Overseas shipments rose 1.2 percent in October from a year earlier, after a revised 2 percent decline in September, the Ministry of Knowledge Economy said in a statement today. The median estimate in a Bloomberg News survey of 16 economists was for a 0.7 percent decline. Consumer prices rose 2.1 percent last month from a year ago.
South Korea’s industrial production also rose for the first time in four months in September, adding to evidence that Asia’s fourth-largest economy may rebound. The Bank of Korea will decide interest rates on Nov. 9, after saying in a report to parliament yesterday that growth momentum is weakening.
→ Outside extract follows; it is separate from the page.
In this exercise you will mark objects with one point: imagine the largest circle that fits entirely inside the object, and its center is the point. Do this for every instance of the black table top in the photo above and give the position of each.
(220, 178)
“The latest data gives some hope that the economy hit a bottom,” said Kong Dong Rak, a fixed-income analyst at Taurus Investment & Securities Co. in Seoul. “This should give some relief to the central bank next week.”
South Korea’s won was little changed at 9:48 a.m. in Seoul, after reaching a 13-month high yesterday, according to data compiled by Bloomberg. The Kospi stock index fell 0.8 percent.
Exports to Southeast Asian nations rose 21.1 percent in October from a year ago and sales to China gained 5.7 percent, according to today’s report. Overseas shipments to the European Union rose 2 percent, while those to the U.S. declined 3.5 percent.
Imports rose 1.5 percent from a year earlier in October, the ministry said today. The trade surplus was $3.8 billion after a $3.1 billion excess in September.
The nation’s biggest companies have shown resilience, with Hyundai Motor Co. reporting profit that beat analysts’ estimates in the third quarter. Hyundai, South Korea’s largest carmaker, said Oct. 25 it will probably beat its full-year sales forecast as deliveries climb 8.2 percent in the fourth quarter, led by demand in China.
Samsung Electronics Co., the world’s biggest maker of TVs and mobile phones, said Oct. 26 that operating profit from telecommunications more than doubled as its Galaxy brand devices widened their lead over Apple Inc.’s iPhone.
“Things have started to move up in Korea, even if not at full steam yet,” said Ronald Man, a Hong Kong-based analyst at HSBC Holdings Plc. “This momentum would need to be sustained for economic growth to pick up.”
While the nation’s economy expanded at the slowest pace in three years in the third quarter, South Korea’s output rose 0.8 percent in September from August, when it dropped a revised 0.9 percent, Statistics Korea said yesterday. The production data is a sign economic conditions are improving while global uncertainties persist, Finance Minister Bahk Jae Wan said in a statement yesterday.